2.02.20 - Breeding and genetic resources of southern pines
This Working Party includes the genetic and breeding aspects of the southern (US) pines in their native environment and in exotic plantations established around the world. It also encompasses the Central American and Mexican pines as these are becoming more important in the tropics and subtropics.
This Working Party held a joint meeting with the Australasian forest genetics group in Hobart, Australia in April 2007. Our plans are now to look at the efficacy of having a following up meeting in several years, possibly in southern Latin America or having a satellite meeting in junction with IUFRO 2010 Congress.

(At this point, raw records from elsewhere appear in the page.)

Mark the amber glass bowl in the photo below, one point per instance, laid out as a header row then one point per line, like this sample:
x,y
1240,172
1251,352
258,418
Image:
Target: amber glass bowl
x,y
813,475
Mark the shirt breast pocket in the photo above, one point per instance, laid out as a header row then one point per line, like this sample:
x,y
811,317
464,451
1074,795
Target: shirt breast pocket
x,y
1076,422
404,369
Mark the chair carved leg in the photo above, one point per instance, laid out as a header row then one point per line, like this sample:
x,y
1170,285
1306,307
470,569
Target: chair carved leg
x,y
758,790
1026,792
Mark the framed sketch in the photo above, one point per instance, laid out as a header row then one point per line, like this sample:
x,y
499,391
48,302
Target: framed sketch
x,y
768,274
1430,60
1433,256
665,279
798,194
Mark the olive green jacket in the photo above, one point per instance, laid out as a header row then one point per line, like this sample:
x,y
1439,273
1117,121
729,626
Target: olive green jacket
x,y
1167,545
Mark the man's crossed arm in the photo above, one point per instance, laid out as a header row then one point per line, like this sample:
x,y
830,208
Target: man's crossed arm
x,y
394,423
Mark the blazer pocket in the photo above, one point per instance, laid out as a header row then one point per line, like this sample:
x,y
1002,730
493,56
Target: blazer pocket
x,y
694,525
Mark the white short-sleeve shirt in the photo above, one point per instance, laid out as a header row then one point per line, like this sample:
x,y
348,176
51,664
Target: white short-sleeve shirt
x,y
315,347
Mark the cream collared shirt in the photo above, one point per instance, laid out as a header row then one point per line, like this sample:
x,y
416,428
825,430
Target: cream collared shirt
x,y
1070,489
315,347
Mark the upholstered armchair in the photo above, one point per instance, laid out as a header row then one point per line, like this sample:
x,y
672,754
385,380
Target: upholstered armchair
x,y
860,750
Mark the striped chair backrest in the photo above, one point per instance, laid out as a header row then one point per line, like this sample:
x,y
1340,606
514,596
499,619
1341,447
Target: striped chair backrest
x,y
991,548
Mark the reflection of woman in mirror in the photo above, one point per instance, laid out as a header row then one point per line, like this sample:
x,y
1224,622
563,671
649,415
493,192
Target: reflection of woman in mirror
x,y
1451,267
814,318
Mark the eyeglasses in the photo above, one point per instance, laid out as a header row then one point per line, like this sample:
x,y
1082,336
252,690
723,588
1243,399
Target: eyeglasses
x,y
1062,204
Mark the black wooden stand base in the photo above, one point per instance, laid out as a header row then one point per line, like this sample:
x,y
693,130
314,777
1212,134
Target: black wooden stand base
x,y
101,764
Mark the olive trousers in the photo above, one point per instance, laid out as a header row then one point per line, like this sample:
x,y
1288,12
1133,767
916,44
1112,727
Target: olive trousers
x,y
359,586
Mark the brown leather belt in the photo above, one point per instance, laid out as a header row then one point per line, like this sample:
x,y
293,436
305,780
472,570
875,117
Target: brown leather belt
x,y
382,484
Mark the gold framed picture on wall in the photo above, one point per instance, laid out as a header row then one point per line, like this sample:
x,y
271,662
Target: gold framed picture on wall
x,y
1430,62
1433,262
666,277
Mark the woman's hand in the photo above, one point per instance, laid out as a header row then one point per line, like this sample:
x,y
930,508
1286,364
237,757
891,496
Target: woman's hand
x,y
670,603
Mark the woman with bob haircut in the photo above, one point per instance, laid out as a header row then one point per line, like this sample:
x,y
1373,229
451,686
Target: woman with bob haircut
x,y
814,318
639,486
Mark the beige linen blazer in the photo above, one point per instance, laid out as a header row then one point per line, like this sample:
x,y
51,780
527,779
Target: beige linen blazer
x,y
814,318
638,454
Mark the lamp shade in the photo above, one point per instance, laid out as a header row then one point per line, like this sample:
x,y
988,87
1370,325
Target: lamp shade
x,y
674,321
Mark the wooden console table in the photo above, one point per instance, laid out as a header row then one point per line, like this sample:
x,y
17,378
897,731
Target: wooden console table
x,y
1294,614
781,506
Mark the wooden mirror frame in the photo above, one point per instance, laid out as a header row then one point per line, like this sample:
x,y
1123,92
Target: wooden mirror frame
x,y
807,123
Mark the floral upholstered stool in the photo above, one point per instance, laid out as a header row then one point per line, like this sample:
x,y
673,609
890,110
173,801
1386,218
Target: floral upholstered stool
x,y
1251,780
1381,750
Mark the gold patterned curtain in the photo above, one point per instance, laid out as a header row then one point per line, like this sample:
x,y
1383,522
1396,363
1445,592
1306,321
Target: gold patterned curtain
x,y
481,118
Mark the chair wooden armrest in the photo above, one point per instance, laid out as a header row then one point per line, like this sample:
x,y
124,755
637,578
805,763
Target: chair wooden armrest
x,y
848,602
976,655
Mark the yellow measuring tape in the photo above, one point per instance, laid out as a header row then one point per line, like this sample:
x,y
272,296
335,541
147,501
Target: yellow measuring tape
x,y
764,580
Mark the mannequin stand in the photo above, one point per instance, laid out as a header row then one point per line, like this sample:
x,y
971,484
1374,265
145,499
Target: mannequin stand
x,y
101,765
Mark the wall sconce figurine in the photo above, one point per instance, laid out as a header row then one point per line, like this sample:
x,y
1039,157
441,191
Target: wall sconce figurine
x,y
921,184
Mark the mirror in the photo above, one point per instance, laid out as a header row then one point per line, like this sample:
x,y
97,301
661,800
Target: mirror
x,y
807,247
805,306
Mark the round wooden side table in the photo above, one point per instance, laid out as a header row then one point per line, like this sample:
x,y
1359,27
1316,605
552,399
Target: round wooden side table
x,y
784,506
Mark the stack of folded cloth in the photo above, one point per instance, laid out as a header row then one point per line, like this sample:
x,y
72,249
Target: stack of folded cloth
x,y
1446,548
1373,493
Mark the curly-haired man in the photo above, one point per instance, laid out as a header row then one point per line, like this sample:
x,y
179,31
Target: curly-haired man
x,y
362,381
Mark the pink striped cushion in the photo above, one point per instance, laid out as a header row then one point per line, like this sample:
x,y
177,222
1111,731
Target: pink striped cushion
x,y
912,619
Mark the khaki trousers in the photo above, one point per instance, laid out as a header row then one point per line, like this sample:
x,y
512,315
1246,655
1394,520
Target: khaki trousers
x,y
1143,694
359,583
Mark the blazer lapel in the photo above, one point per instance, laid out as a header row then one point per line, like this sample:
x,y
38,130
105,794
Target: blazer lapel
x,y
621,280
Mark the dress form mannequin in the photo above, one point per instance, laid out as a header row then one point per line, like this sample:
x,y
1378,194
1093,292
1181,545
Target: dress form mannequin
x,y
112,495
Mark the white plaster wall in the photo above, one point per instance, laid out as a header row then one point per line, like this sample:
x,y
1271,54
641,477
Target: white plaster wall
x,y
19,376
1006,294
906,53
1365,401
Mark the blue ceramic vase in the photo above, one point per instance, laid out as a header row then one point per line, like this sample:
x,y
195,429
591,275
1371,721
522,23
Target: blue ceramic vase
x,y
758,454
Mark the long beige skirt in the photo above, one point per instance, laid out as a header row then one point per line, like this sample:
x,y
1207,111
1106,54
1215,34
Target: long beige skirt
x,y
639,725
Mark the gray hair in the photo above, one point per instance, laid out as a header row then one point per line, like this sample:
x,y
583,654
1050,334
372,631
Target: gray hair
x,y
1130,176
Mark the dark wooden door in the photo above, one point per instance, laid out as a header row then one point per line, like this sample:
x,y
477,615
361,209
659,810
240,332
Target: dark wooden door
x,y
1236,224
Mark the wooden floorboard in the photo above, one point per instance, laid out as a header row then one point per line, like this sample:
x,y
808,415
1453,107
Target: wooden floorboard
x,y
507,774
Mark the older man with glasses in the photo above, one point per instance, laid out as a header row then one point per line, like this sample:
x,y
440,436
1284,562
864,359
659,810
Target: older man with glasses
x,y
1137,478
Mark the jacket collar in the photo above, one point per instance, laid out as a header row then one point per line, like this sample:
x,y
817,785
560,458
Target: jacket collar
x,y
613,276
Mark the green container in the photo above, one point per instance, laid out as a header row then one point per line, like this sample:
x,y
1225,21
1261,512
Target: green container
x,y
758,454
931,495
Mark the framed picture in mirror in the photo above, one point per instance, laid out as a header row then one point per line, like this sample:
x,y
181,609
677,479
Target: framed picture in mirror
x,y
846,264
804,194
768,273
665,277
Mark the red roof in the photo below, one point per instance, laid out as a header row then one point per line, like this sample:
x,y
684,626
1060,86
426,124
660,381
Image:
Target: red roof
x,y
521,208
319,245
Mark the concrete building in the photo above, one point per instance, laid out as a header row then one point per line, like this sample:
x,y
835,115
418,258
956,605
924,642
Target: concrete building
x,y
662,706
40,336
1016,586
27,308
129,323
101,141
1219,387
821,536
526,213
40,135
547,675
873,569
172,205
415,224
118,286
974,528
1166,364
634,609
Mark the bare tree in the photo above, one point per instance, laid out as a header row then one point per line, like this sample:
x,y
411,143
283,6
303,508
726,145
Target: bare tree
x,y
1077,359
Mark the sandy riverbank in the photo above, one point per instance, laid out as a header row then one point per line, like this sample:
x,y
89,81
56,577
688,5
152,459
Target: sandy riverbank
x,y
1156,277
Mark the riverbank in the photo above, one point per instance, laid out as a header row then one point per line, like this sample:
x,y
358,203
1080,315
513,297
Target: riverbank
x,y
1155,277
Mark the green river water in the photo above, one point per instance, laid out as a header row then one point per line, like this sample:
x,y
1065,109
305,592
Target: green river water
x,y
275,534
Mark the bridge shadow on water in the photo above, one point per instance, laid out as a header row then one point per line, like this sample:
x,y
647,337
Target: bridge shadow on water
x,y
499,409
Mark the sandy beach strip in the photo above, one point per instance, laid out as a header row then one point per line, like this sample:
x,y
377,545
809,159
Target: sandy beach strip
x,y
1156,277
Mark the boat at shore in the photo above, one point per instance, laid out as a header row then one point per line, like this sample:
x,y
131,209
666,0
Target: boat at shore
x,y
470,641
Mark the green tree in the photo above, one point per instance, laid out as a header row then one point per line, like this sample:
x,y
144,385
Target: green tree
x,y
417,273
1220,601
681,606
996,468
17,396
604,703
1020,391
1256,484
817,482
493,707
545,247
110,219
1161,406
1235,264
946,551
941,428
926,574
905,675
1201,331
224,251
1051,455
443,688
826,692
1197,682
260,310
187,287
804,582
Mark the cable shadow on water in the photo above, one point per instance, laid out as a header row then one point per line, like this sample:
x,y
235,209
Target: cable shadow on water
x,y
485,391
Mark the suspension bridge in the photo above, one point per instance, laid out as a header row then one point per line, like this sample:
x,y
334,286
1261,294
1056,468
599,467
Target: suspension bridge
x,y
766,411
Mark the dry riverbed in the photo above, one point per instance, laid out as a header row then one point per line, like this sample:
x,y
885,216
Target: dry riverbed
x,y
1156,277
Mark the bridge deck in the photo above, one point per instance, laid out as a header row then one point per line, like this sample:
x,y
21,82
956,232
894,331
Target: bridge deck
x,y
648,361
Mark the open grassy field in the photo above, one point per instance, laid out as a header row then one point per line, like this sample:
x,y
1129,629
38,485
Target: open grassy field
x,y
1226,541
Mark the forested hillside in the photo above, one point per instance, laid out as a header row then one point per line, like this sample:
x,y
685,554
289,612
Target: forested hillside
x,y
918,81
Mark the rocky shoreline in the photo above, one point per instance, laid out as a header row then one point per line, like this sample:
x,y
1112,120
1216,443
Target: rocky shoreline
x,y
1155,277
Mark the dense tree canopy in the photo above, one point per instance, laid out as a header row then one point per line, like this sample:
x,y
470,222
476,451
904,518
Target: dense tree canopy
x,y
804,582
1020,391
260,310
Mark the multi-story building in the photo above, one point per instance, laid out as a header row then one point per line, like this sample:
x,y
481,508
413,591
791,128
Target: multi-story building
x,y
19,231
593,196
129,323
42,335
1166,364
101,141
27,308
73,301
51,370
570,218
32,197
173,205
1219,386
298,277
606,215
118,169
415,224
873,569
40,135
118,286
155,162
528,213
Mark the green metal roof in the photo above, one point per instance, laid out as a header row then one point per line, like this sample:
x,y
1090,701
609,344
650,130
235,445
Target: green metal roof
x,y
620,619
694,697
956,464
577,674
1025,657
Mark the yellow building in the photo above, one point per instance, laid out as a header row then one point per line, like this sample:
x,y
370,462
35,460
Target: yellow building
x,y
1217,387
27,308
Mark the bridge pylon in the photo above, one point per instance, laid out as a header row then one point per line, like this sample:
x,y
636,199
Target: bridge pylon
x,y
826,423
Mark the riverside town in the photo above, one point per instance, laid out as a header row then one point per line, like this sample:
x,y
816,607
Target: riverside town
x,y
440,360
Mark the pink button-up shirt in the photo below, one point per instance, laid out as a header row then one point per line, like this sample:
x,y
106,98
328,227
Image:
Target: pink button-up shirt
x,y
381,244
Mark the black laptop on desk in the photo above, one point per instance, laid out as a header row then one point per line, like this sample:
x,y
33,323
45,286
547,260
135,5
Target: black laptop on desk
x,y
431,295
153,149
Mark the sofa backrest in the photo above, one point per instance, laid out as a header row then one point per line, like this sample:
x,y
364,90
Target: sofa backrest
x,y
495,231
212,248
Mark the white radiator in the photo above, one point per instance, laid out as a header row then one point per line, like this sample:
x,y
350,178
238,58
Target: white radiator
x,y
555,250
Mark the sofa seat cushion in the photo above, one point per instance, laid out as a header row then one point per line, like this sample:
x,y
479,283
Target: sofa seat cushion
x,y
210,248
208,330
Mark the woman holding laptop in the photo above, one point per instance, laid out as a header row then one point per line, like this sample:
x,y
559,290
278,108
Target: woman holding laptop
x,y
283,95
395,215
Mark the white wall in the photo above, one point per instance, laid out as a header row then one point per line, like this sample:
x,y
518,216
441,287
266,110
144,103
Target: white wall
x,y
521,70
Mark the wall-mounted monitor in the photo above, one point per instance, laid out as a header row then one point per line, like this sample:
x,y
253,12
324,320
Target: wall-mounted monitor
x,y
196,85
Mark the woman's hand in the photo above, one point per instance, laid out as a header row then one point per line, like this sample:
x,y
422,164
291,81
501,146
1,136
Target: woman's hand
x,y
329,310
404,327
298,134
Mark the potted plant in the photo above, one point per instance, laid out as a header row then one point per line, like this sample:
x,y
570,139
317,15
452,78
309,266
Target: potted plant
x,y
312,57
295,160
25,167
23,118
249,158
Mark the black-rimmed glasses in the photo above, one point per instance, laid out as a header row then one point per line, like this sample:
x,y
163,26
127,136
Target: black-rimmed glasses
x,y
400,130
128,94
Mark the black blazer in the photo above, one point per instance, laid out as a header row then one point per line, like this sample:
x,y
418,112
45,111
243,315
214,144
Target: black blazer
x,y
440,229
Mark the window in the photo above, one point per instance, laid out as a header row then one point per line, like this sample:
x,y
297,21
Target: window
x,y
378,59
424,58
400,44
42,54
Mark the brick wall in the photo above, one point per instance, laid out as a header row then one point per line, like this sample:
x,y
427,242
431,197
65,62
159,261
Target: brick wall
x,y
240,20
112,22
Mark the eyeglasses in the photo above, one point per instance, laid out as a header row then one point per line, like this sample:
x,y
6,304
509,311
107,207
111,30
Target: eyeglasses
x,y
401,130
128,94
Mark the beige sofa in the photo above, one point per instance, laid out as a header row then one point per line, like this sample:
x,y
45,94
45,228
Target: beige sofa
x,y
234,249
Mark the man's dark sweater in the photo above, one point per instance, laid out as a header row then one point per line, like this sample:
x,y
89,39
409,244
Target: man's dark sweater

There are several areas of importance. Breeding programs for major southern pines are all in the advanced generations, development of breeding and deployment strategies is one of the major area to capture additive and non-additive genetic gains in advanced generations. There is increased emphasis to make pine hybrid crosses between the US southern pines and the Mexican closed cone pines to improve growth, wood quality and disease resistance. Of great concern to plantation growers is developing resistance to the pitch canker fungus which currently have the potential to adversely affect P. radiata and P. patula. There also has been much emphasis to better understand the genetics of wood quality. Recent development of non-destructive tools to measure wood quality traits facilitated a great progress in understanding inheritance of a suit of wood traits and made it possible to screen young trees of large number for breeding program. We are finding that NIR models developed to predict chemical properties of tropical pines also are functional for the southern pines. Also economic breeding objectives were developed for radiata pine structure timber production.